Concretely: a customer-support multi-agent system on the OpenAI Agents SDK has a router agent, a billing agent, and a refund agent. After instrumenting with OpenAIAgentsInstrumentor, the team samples 5% of traces, runs TaskCompletion and TrajectoryScore per cohort, and dashboards eval-fail-rate-by-cohort per source-target handoff pair. When the router-to-refund pair starts failing 8% more than baseline, the trace view shows the handoff spans missing the order ID. One state-packing fix; rollback is a registry change.

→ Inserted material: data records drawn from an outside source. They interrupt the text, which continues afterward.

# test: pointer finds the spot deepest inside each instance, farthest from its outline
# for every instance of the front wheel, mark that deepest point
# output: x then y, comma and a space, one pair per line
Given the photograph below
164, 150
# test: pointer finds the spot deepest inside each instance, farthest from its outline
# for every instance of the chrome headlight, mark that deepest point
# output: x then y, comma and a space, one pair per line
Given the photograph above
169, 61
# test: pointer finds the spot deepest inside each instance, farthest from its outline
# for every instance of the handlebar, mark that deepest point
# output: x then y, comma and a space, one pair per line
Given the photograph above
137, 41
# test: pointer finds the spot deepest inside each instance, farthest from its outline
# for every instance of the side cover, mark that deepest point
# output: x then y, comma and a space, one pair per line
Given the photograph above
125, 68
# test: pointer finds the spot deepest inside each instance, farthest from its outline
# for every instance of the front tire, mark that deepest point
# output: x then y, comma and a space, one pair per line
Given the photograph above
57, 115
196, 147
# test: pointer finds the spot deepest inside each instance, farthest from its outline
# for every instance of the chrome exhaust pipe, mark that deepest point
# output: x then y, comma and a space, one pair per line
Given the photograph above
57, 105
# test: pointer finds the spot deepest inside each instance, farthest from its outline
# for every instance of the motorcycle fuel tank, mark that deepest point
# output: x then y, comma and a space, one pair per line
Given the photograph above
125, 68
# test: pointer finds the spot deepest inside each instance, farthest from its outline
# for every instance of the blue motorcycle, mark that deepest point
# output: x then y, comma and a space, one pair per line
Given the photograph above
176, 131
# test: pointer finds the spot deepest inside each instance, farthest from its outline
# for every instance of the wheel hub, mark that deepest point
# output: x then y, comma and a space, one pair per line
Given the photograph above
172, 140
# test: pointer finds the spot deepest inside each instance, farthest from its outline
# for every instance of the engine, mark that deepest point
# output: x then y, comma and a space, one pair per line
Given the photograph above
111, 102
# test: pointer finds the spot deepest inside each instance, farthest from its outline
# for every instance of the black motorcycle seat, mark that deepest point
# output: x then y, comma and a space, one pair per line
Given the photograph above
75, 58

How to Measure or Detect It

Handoff health is measured by what the trajectory does, not just whether it completes:

  • fi.evals.TaskCompletion: 0–1 score for whether the user’s goal was reached after handoff; the headline handoff health metric.
  • fi.evals.TrajectoryScore: aggregate quality across the full trajectory including handoff steps.
  • fi.evals.GoalProgress: partial-credit signal for handoffs that produced progress without completion.
  • fi.evals.ToolSelectionAccuracy: per-step tool choice accuracy on the target agent — surfaces handoffs that left the target without enough state.
  • agent.trajectory.step (OTel attribute): canonical span attribute on every agent step including the handoff itself.
  • Handoff-pair fail rate: percentage of trajectories that fail TaskCompletion, sliced by (source agent, target agent) pair — the canonical regression signal.
  • Re-asked-question rate: percentage of post-handoff turns where the target agent asks for information the user already gave the source.

Minimal Python:

from fi.evals import TaskCompletion, TrajectoryScore

task = TaskCompletion()
trajectory = TrajectoryScore()

result = task.evaluate(
    input="Refund order 12345",
    trajectory=trace_spans,  # includes handoff span
)
print(result.score, result.reason)

Common Mistakes

  • Treating handoffs as plain function calls. A handoff transfers state and goal, not just control flow; instrument it as a distinct span.
  • Packing the entire conversation history. Sending all prior messages blows context, costs more, and biases the target agent. Pack only what the target needs.
  • Skipping handoff evaluation. End-to-end TaskCompletion catches some failures but not the slow handoff regressions that cost a few percent each release.
  • Letting handoffs be implicit. If the trace cannot show “agent A transferred to agent B with payload X”, you cannot debug the failure mode.
  • No rollback path for handoff configurations. When a new handoff payload schema breaks production, you need to roll back the routing config, not redeploy services.

Frequently Asked Questions

What is multi-agent handoff?

Multi-agent handoff is the mechanism by which one agent transfers an in-flight task — along with state, context, and goal — to another agent in a multi-agent system. It appears as a dedicated span in the trace.

How is a handoff different from a tool call?

A tool call invokes a stateless function and returns a result to the same agent. A handoff transfers control and conversational state to a different agent that continues the task; the original agent does not receive the result directly.

How do you debug a broken multi-agent handoff?

Use FutureAGI traceAI integrations (LangGraph, OpenAI Agents, CrewAI) to capture handoff spans with agent.trajectory.step, then run TaskCompletion and TrajectoryScore on the trajectory to score whether state and goal were preserved.